The challenge was that while Azure DevOps can provide some of this data, I need to be able to combine this with other data sources in order to help me analyze development and testing operations. Now, what product do I know can do that… hmmm…? All jokes aside though, Fabric could help. More specifically, OneLake provides this capability.

The Approach – PBIP Deployment & Data Quality View Testing Pattern with Log Shipping

Figure 1 Figure 1 - High-level approach

In the pattern depicted in Figure 1, your team saves their Power BI work in the PBIP extension format and commits those changes to Azure DevOps.

Then an Azure Pipeline is triggered to validate the content of your Power BI semantic models and reports by performing the following:

  1. The semantic model changes are identified using the “git diff” command. Semantic models that are changed are published to a premium-backed workspace using Rui Romano's Fabric-PBIP script. The question now is, which workspace do you deploy it to? I typically promote to a Build workspace first, which provides an area to validate the content of the semantic model before promoting to a development workspace that is shared by others on the team. This reduces the chances that a team member introduces an error in the Development workspace that could hinder the work being done by others in that workspace.

  2. With the semantic models published to a workspace, the report changes are identified using the “git diff” command. Report changes are evaluated for their “definition.pbir” configuration. If the byConnection property is null (meaning the report is not a thin report), the script identifies the local semantic model (example in Figure 2). If the byConnection is not null, we assume the report is a thin report and configured appropriately. Each report that has been updated is then published in the same workspace.

    Figure 2 Figure 2 - Example of. pbir definition file

  3. For the semantic models published in step 1, the script then validates the functionality of the semantic model through a synchronous refresh using Invoke-SemanticModelRefresh. Using the native v1.0 API would be problematic because it is asynchronous, meaning if you issue a refresh you only know that the semantic model refresh has kicked off, but not if it was successful. To make it synchronous, I’ve written a module that will issue an enhanced refresh request to get a request identifier (a GUID). This request identifier can then be passed as parameter to the Get Refresh Execution Details endpoint to check on that specific request’s status and find out whether or not the refresh has completed successfully.
    If the refresh is successful, we move to step 4. Note: The first time a new semantic is placed in the workspace, the refresh will fail. You have to “prime” the pipeline and set the data source credentials manually. As of April 2024, this is not fully automatable and the Fabric team at Microsoft has written about it.

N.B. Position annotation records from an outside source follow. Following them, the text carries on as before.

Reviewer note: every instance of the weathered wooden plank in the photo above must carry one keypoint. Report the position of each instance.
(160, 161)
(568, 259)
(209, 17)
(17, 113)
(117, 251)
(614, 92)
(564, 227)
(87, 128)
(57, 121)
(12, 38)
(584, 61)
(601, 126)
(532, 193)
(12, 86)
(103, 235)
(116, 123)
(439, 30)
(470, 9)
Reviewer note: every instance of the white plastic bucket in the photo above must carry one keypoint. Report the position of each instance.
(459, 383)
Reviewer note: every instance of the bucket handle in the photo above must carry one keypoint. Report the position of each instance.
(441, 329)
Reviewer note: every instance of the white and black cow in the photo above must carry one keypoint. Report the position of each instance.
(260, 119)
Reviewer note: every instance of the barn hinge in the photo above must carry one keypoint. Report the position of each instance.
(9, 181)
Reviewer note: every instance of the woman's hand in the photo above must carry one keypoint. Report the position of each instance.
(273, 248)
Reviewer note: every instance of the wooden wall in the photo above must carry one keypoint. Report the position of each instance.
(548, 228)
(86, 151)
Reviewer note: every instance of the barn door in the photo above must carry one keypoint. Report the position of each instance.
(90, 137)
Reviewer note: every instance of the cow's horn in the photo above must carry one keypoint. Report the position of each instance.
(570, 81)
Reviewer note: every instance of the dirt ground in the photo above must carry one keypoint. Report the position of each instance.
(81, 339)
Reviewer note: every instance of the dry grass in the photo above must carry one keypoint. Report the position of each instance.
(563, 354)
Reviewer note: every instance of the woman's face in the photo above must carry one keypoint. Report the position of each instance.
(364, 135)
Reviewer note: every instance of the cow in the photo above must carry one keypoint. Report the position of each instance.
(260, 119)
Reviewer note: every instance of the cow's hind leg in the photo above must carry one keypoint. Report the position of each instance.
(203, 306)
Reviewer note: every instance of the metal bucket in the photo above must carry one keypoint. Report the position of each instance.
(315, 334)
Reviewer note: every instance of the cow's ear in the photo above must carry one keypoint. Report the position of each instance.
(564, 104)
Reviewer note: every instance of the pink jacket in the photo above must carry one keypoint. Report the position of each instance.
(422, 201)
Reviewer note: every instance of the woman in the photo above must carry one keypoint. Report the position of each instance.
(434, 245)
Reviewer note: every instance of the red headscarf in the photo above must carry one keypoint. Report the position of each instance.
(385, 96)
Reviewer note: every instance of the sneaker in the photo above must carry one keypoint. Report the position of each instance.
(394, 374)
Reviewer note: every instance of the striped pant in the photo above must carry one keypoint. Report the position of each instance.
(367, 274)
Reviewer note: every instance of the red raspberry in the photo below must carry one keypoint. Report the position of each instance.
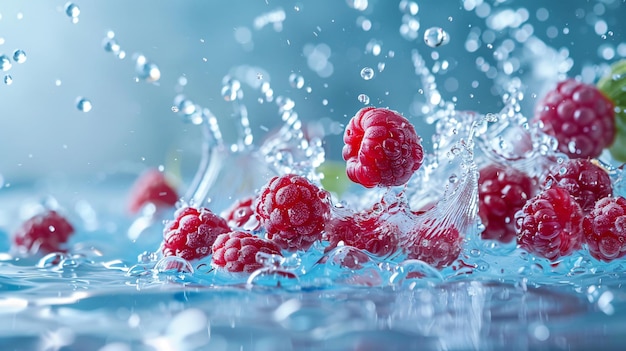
(294, 211)
(192, 233)
(435, 244)
(605, 229)
(381, 148)
(580, 117)
(550, 224)
(584, 180)
(44, 233)
(502, 191)
(365, 231)
(151, 187)
(241, 213)
(236, 251)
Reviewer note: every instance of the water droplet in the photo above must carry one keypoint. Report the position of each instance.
(83, 104)
(5, 63)
(364, 99)
(19, 56)
(296, 81)
(367, 73)
(436, 36)
(72, 10)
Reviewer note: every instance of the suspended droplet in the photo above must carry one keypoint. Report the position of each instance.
(83, 104)
(436, 36)
(72, 10)
(364, 99)
(5, 63)
(367, 73)
(19, 56)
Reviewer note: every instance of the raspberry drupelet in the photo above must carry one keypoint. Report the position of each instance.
(381, 148)
(502, 191)
(43, 233)
(579, 116)
(192, 233)
(293, 211)
(604, 229)
(550, 224)
(236, 251)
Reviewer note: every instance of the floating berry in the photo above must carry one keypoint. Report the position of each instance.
(436, 244)
(579, 116)
(605, 229)
(192, 233)
(585, 181)
(381, 148)
(365, 231)
(293, 211)
(151, 187)
(550, 224)
(502, 191)
(44, 233)
(241, 214)
(236, 251)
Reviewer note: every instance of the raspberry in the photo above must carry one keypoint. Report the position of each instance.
(236, 251)
(365, 231)
(584, 180)
(44, 233)
(502, 191)
(293, 211)
(381, 148)
(605, 229)
(579, 116)
(241, 213)
(192, 233)
(435, 244)
(151, 187)
(550, 224)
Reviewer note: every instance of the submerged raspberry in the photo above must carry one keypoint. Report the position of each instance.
(579, 116)
(365, 231)
(605, 229)
(435, 244)
(236, 251)
(550, 224)
(584, 180)
(502, 191)
(44, 233)
(192, 233)
(381, 148)
(151, 187)
(293, 211)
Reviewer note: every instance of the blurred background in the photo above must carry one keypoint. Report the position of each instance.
(312, 51)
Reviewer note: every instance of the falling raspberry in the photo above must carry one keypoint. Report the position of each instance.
(502, 191)
(365, 231)
(579, 116)
(585, 181)
(293, 211)
(381, 148)
(151, 187)
(605, 229)
(550, 224)
(43, 233)
(236, 251)
(437, 244)
(192, 233)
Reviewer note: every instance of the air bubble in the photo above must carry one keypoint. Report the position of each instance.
(72, 10)
(364, 99)
(19, 56)
(367, 73)
(83, 104)
(435, 37)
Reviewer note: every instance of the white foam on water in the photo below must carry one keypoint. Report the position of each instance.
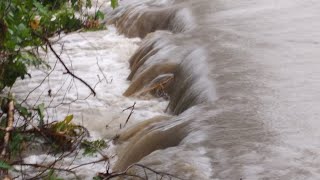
(101, 59)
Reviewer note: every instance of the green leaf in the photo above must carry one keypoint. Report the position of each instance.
(4, 165)
(23, 111)
(99, 15)
(114, 3)
(68, 119)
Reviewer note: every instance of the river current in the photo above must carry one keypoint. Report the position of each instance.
(242, 77)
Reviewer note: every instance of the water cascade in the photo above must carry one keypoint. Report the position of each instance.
(242, 79)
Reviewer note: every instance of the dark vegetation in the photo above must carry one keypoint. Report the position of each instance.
(26, 27)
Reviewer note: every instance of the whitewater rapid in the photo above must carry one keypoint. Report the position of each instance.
(101, 59)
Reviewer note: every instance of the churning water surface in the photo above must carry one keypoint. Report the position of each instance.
(244, 94)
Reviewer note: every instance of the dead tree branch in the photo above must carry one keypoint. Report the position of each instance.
(10, 118)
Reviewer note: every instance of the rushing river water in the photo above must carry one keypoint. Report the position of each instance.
(101, 59)
(245, 90)
(243, 79)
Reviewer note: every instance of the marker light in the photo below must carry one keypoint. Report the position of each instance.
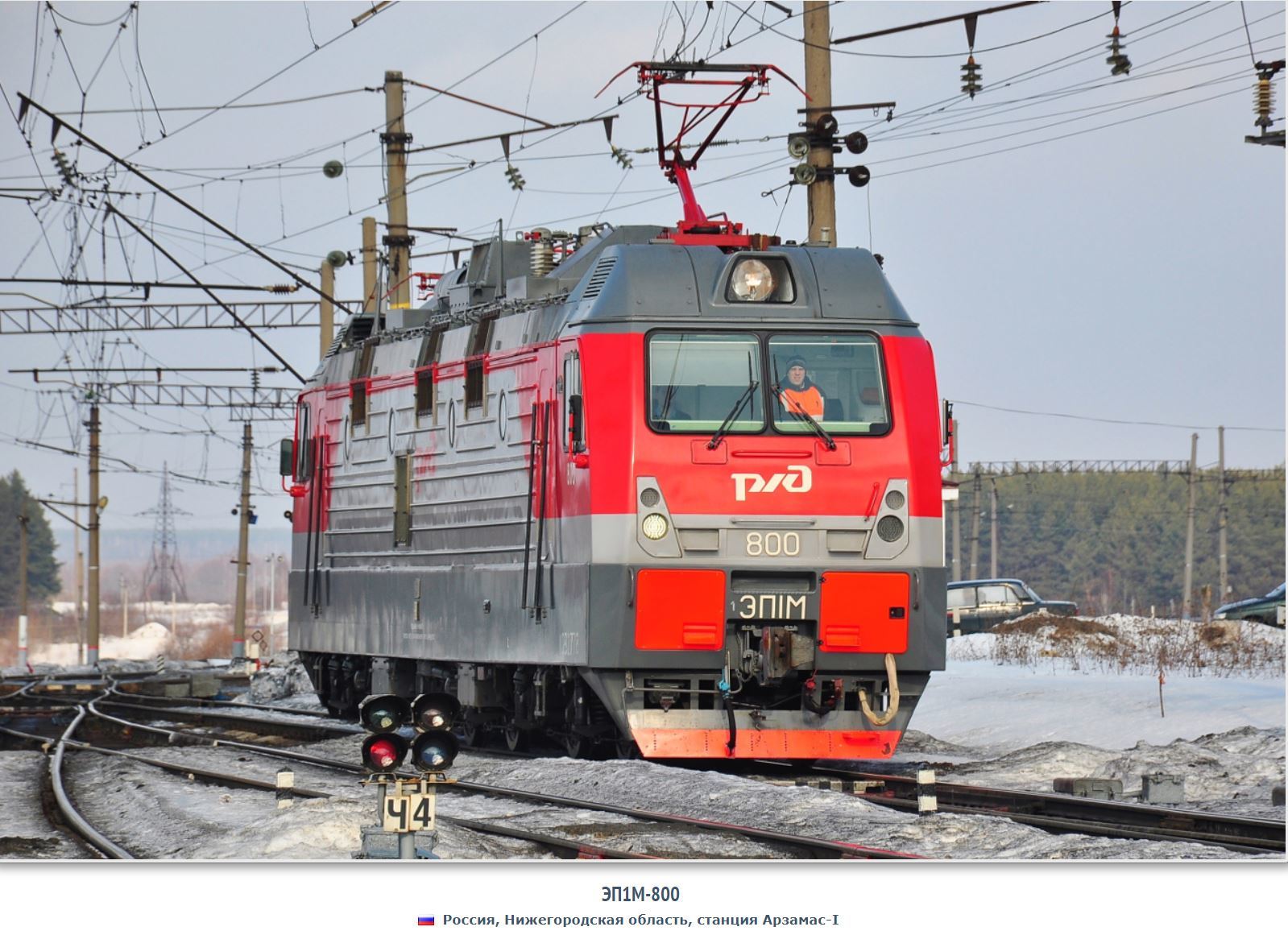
(383, 713)
(383, 752)
(434, 750)
(655, 526)
(434, 711)
(752, 281)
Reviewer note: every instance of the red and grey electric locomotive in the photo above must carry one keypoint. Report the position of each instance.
(669, 491)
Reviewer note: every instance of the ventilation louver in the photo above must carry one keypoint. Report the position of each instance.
(599, 277)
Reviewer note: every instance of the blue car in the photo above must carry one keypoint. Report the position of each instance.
(1269, 610)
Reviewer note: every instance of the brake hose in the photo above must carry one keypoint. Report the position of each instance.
(881, 720)
(733, 726)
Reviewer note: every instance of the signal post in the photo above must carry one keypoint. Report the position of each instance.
(408, 806)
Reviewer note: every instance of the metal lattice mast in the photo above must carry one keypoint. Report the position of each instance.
(165, 573)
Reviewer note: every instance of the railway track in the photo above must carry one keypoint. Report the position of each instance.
(1062, 813)
(110, 710)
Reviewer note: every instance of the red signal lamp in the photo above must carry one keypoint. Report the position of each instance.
(434, 750)
(383, 752)
(383, 713)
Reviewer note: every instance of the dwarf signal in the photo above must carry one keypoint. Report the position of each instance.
(436, 746)
(384, 750)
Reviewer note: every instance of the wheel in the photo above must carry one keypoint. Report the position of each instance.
(516, 739)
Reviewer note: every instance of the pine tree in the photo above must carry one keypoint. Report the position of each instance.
(43, 581)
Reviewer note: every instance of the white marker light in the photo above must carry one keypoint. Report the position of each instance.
(752, 281)
(655, 526)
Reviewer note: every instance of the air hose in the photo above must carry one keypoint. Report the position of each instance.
(881, 720)
(733, 726)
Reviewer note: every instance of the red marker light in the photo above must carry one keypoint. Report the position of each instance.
(383, 754)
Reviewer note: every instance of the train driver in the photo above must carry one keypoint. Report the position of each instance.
(799, 393)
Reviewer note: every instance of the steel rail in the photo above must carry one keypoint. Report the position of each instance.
(294, 729)
(576, 850)
(77, 822)
(1088, 816)
(160, 701)
(210, 776)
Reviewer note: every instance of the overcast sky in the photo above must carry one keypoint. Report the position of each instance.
(1104, 254)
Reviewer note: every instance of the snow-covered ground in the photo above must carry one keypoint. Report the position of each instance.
(160, 629)
(1014, 709)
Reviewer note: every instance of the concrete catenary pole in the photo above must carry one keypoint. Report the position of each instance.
(818, 85)
(1187, 597)
(397, 240)
(957, 505)
(1221, 515)
(326, 309)
(22, 590)
(242, 550)
(80, 569)
(92, 638)
(974, 526)
(992, 532)
(370, 300)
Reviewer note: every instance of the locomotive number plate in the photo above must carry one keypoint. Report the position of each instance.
(408, 810)
(772, 544)
(771, 606)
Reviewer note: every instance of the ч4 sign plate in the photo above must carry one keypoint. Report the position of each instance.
(408, 808)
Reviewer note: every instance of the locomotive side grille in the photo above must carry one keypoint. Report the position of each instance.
(599, 277)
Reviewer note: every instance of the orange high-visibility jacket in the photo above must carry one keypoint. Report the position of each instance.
(808, 401)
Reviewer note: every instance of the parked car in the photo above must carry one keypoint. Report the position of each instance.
(1269, 610)
(979, 606)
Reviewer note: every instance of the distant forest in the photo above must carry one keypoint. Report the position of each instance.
(1116, 543)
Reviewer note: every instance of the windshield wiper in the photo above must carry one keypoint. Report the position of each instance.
(733, 414)
(799, 414)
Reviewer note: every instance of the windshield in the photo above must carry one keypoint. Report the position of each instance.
(697, 380)
(836, 380)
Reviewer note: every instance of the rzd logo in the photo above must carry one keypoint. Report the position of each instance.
(795, 481)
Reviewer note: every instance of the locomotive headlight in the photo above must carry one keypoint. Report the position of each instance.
(655, 526)
(752, 281)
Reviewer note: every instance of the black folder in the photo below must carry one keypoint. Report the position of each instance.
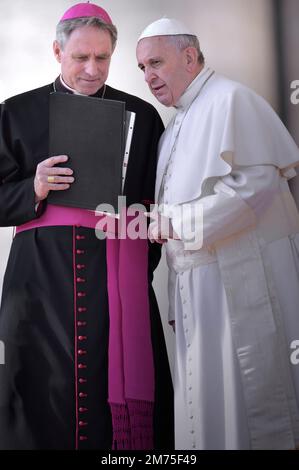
(91, 131)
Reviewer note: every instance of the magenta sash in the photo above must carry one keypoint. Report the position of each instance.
(131, 366)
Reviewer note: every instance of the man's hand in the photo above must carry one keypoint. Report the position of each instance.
(51, 178)
(160, 230)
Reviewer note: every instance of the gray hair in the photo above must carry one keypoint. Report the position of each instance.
(182, 41)
(65, 28)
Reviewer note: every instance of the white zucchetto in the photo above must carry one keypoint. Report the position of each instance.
(165, 27)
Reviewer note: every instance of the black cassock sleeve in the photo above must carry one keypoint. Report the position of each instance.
(17, 199)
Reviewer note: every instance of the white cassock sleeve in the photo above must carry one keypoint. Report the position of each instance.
(238, 199)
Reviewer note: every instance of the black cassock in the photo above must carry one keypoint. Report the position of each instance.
(41, 406)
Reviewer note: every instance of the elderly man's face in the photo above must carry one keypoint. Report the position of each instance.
(85, 59)
(164, 67)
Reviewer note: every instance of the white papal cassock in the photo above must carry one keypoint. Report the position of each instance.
(236, 299)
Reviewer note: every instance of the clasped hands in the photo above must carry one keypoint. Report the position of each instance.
(160, 229)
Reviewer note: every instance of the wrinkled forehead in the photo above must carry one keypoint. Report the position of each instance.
(155, 46)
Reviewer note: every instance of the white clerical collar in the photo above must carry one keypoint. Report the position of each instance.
(193, 89)
(75, 92)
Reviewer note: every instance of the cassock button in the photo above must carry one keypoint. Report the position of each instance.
(82, 366)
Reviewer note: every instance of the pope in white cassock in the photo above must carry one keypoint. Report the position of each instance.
(225, 160)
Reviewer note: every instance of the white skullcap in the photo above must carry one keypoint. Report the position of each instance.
(165, 27)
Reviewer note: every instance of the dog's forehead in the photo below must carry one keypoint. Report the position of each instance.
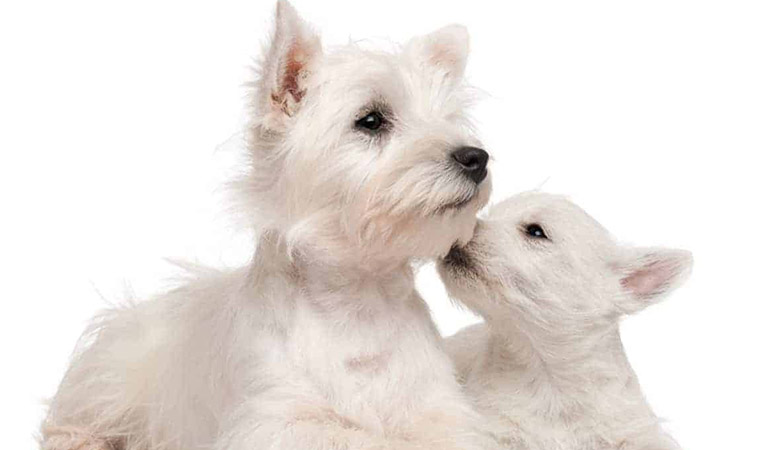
(356, 73)
(550, 211)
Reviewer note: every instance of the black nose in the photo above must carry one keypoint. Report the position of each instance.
(472, 161)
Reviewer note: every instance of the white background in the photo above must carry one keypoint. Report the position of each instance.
(118, 123)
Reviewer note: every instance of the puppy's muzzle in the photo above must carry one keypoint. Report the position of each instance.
(472, 162)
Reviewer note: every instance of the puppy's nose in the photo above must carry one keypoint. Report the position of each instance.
(472, 161)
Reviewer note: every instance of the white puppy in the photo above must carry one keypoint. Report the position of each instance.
(548, 365)
(361, 161)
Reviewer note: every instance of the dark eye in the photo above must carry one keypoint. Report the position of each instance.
(535, 231)
(373, 121)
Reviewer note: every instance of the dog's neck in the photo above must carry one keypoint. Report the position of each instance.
(573, 368)
(323, 276)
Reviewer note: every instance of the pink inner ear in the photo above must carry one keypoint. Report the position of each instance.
(650, 279)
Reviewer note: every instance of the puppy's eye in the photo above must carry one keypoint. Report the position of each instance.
(535, 231)
(373, 121)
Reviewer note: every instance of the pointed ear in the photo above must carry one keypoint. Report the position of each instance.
(445, 49)
(648, 275)
(294, 49)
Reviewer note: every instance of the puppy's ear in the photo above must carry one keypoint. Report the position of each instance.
(294, 49)
(445, 49)
(646, 275)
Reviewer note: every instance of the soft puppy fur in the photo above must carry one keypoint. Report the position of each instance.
(547, 366)
(361, 162)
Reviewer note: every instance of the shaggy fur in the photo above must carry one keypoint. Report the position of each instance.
(321, 343)
(548, 367)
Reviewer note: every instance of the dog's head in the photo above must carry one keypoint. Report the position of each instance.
(365, 153)
(542, 262)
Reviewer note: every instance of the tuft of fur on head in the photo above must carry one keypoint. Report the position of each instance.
(542, 261)
(353, 194)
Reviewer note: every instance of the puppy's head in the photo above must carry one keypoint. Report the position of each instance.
(364, 153)
(542, 261)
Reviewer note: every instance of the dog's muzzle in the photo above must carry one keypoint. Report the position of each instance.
(472, 162)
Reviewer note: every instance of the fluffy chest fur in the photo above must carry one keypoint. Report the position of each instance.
(591, 404)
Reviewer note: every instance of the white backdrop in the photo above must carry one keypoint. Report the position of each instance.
(118, 122)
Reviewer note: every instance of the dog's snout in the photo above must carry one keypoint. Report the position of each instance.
(472, 161)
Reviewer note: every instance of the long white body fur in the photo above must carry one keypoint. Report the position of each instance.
(321, 343)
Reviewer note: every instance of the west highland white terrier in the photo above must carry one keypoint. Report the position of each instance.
(547, 366)
(361, 162)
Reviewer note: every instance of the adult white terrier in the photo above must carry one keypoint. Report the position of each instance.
(361, 162)
(548, 367)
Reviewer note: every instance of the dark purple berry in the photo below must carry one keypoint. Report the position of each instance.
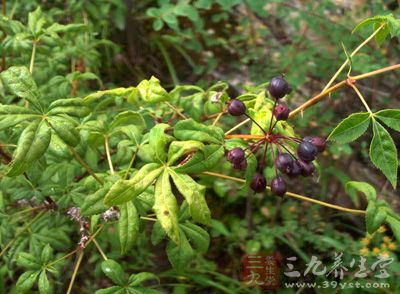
(281, 111)
(236, 155)
(307, 168)
(307, 151)
(318, 142)
(240, 165)
(236, 107)
(284, 162)
(259, 183)
(278, 186)
(278, 87)
(295, 171)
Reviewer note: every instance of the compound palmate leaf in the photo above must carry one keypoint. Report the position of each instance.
(128, 225)
(390, 117)
(125, 190)
(11, 115)
(383, 153)
(351, 128)
(166, 207)
(32, 144)
(19, 82)
(194, 195)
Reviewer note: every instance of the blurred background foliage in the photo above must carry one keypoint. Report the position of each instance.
(244, 43)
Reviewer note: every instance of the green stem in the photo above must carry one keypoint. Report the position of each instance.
(107, 147)
(351, 55)
(361, 98)
(294, 195)
(131, 163)
(33, 55)
(100, 250)
(76, 268)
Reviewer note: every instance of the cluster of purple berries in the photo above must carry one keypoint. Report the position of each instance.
(285, 161)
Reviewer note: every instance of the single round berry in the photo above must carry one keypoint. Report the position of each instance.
(284, 162)
(240, 165)
(307, 151)
(295, 171)
(307, 168)
(259, 183)
(318, 142)
(278, 87)
(236, 107)
(281, 111)
(278, 186)
(236, 155)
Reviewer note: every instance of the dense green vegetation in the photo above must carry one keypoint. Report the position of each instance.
(117, 125)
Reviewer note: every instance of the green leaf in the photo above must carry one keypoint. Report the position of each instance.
(166, 207)
(351, 128)
(390, 117)
(179, 148)
(192, 130)
(157, 234)
(383, 153)
(26, 280)
(139, 278)
(158, 141)
(128, 118)
(65, 129)
(203, 160)
(123, 191)
(32, 144)
(75, 107)
(374, 217)
(112, 290)
(46, 254)
(194, 195)
(180, 255)
(117, 92)
(128, 226)
(151, 91)
(114, 271)
(197, 236)
(395, 226)
(11, 115)
(28, 261)
(93, 204)
(19, 82)
(44, 284)
(367, 189)
(68, 28)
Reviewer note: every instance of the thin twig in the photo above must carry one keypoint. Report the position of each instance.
(290, 194)
(100, 250)
(361, 98)
(107, 147)
(351, 55)
(76, 268)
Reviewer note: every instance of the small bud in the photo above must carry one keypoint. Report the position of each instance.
(236, 107)
(259, 183)
(278, 186)
(278, 87)
(281, 111)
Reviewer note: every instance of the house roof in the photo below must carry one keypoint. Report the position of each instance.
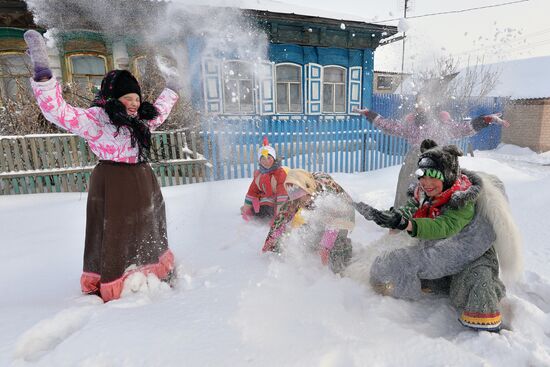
(276, 6)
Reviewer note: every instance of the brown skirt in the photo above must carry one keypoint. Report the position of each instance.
(125, 228)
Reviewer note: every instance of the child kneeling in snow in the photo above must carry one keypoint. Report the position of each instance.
(461, 220)
(322, 210)
(266, 193)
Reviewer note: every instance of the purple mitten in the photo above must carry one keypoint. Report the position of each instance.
(38, 54)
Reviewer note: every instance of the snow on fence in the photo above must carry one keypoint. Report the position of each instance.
(348, 145)
(63, 162)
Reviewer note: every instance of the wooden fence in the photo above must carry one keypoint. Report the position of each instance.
(63, 162)
(348, 145)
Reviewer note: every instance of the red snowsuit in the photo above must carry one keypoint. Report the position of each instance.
(267, 189)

  4. For each semantic model, Invoke-DQVTesting is called to run the DAX Queries that follow the DAX Query View Testing Pattern. Results are then logged to the Azure DevOps pipeline (Figure 3). Any failed test will fail the pipeline.

    Figure 3 Figure 3 - Example of test results logged by Invoke-DQVTesting

  5. Thanks to Inderjit Rana’s recent article on Ingest Data into Microsoft Fabric OneLake using AzCopy, the results of the tests collected by Invoke-DQVTesting are also sent to OneLake where they reside in a Lakehouse on your Fabric Capacity. These can then be used for processing, analyses, and notifications.
    Note: The build agent requires AzCopy to be pre-installed. AzCopy is installed by default for Microsoft-host agents in Azure DevOps.

In practice

Do you want to try it out for yourself? I’ve written step-by-step instructions on implementing the pattern with Azure DevOps at this link. Please pay close attention to the prerequisites so your workspace and tenant settings can accommodate this pattern.


In addition, my GitHub repo has a sample Fabric notebook (see Figure 4) and instructions that you can use as a starting point for processing and loading the data into your Lakehouse. Special thanks to Sandeep Pawar and his excellent blog that helped me develop this notebook.

Figure 4 Figure 4 - Screenshot of Notebook to Assist with Processing Test Results and Inserting into Delta Tables.